De omroepen werden na 21 mei 1940 onderworpen aan Duitse controle, met name via de Rundfunkbetreuungsstelle (RBS), die de omroepen richtlijnen oplegde. Het door de Duitsers nagestreefde doel (concentratie van de omroepen in één omroep) werd belichaamd in ir. A. Dubois, die in december 1940 door het hoofd van het Departement van Volksvoorlichting en Kunsten, dr. T. Goedewaagen, tot Gemachtigde voor de Concentratie van de Radio-omroepen in Nederland werd benoemd.

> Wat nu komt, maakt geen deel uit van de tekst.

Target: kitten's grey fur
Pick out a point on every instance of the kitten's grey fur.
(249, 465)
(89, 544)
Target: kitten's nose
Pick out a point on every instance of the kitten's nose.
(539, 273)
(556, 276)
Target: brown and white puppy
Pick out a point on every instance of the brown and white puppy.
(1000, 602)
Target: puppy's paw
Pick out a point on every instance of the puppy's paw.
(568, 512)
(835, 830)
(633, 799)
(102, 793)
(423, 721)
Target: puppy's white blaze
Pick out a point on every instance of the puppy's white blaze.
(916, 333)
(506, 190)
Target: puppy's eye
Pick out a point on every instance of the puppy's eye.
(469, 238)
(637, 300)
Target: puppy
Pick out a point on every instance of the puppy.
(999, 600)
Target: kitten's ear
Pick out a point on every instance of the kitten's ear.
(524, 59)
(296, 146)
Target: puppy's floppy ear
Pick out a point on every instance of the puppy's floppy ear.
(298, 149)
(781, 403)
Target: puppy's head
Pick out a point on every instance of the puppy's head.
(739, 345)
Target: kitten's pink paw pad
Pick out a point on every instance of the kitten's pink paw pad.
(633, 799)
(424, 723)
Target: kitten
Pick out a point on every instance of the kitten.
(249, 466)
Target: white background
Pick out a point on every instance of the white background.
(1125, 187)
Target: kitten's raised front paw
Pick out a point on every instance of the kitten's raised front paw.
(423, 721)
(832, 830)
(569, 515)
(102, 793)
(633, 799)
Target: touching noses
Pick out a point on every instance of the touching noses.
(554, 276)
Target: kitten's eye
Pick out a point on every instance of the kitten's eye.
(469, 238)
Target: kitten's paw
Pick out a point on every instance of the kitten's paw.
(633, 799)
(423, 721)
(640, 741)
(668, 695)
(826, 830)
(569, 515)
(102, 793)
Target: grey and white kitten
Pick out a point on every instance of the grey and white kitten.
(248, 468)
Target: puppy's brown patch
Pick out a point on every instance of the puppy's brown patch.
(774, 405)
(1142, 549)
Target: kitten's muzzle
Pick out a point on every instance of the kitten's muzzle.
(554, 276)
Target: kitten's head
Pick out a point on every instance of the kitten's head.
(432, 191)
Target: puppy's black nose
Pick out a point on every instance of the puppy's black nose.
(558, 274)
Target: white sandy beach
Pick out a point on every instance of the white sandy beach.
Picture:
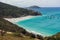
(13, 20)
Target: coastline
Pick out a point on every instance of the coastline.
(14, 20)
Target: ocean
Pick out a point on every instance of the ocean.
(48, 24)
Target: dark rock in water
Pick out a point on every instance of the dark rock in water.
(33, 7)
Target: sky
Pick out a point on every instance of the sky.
(27, 3)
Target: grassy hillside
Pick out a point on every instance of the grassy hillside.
(7, 10)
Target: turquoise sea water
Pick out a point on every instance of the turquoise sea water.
(48, 24)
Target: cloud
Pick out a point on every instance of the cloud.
(25, 3)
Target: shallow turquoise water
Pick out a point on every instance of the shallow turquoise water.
(47, 25)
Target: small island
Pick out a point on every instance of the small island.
(10, 31)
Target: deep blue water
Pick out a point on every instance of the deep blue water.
(48, 24)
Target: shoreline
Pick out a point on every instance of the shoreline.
(14, 20)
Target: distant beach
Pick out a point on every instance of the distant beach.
(14, 20)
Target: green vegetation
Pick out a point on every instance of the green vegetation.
(13, 11)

Op 9 maart 1941 werden de omroeporganisaties ontbonden (Verorde ningenblad, nr. 49). Hun personeel en hun bezittingen werden overgenomen door de Rijksradio De Nederlandsche Omroep, onder leiding van dr. ir. W.A. Herwijer, met als programmablad „De Luistergids”. Voorjaar 1941 werd een verplichte luisterbijdrage van ƒ 9,– ingesteld.

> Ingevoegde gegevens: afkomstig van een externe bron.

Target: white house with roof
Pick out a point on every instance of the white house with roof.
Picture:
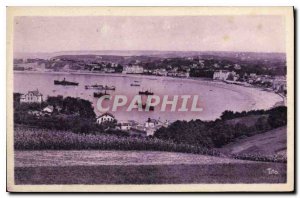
(105, 117)
(31, 97)
(135, 69)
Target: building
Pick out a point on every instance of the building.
(31, 97)
(224, 75)
(48, 110)
(123, 125)
(106, 117)
(279, 84)
(135, 69)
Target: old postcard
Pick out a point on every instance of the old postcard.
(150, 99)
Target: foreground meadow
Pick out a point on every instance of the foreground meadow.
(61, 157)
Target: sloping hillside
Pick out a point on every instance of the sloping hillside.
(269, 143)
(247, 120)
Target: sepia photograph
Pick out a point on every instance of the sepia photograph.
(150, 99)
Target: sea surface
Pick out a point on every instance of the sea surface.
(214, 97)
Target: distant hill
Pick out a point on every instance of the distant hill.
(268, 143)
(246, 56)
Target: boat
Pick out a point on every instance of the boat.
(147, 93)
(100, 94)
(151, 108)
(65, 83)
(101, 87)
(94, 86)
(135, 85)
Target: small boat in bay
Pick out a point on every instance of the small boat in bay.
(100, 87)
(151, 108)
(64, 82)
(111, 88)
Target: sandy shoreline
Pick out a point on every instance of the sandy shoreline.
(256, 97)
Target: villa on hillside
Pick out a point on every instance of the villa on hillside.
(224, 75)
(31, 97)
(106, 117)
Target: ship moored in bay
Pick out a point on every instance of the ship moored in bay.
(64, 82)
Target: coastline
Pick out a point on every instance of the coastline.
(252, 93)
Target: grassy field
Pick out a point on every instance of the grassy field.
(139, 167)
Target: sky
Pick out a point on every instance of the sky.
(165, 33)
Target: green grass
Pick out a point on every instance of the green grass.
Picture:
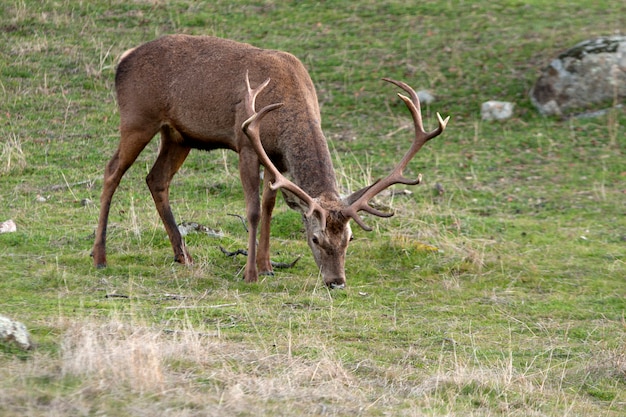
(520, 311)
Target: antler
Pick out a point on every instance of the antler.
(251, 128)
(360, 199)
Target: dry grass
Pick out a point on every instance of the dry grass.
(115, 368)
(12, 158)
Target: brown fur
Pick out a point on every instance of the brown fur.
(191, 90)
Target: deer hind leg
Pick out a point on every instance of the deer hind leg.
(249, 173)
(131, 144)
(171, 156)
(267, 206)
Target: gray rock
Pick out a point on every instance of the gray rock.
(590, 73)
(496, 110)
(14, 331)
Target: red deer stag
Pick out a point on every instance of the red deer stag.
(196, 92)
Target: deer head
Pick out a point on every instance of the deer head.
(326, 218)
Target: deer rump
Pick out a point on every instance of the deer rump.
(196, 91)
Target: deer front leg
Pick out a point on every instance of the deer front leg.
(249, 173)
(132, 142)
(171, 157)
(268, 202)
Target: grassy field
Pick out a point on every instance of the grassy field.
(498, 289)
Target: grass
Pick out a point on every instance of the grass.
(501, 295)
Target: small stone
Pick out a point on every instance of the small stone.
(12, 331)
(496, 110)
(8, 226)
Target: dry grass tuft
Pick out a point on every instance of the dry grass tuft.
(12, 156)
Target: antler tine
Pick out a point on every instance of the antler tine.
(360, 200)
(251, 128)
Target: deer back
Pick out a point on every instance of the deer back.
(195, 85)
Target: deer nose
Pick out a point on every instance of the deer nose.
(338, 283)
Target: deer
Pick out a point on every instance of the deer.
(196, 91)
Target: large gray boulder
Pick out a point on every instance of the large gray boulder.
(590, 73)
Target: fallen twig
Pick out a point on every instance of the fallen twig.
(69, 186)
(243, 221)
(235, 253)
(198, 307)
(285, 265)
(279, 265)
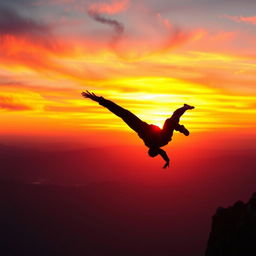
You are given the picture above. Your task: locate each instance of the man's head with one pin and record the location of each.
(153, 152)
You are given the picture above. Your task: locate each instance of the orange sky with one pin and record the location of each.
(147, 62)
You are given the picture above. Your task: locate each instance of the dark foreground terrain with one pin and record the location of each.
(233, 230)
(99, 219)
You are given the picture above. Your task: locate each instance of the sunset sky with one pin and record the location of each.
(148, 56)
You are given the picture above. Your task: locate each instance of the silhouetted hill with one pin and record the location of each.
(233, 231)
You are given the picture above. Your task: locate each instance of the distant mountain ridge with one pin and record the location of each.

Op 15 maart 1943 werden alle radiotoestellen verbeurd verklaard om het luisteren naar de illegale uitzendingen van Radio Oranje vanuit Londen tegen te gaan. Radio Oranje was haar uitzendingen op 28 juni 1940 begonnen en stond toen onder leiding van J.W. Lebon. In 1941 kwam door samenwerking tussen de Rijksvoorlichtingsdienst en de BBC een tweede Nederlandse zender tot stand: De Brandaris (gericht op zeevarenden), onder leiding van H.J. van den Broek en A. den Doolaard. Op 2 november 1942 fuseerden de twee zenders, deze nieuwe Radio Oranje kwam onder leiding te staan van H. J. van den Broek. Radio Oranje zou blijven uitzenden tot 3 oktober 1944. De (Duitse) Nederlandsche Omroep zou tot 5 mei 1945 blijven uitzenden (op het laatst als Radio Vesting Holland). Zie voor nadere details:
- T. Leeflang, Kijk! Luister!. Film en radio in Nederland onder Duitse dictatuur, Soesterberg, Uitgeverij Aspekt, 2013
- G.P. Bakker, Het hellende vlak. Radio-omroep in nazi-greep, Alphen aan den Rijn, 1981
- H. van den Reuvel, Nationaal of verzuild. De strijd om het Nederlandse omroepbestel in de periode 1923-1947, Baarn, 1976
- D. Verkijk, Radio Hilversum 1940-1945, Amsterdam, 1974
- J.J. van den Broek, Hier Radio Oranje. Vijf jaar radio in oorlogstijd, Amsterdam, z.j.
Zie tevens: L. de Jong, Het Koninkrijk der Nederlanden in de Tweede Wereldoorlog, ’s-Gravenhage, 1969, Deel 4, pp. 438-443; 601-618; Deel 5, pp. 307-318; Deel 9, pp. 1197-1201.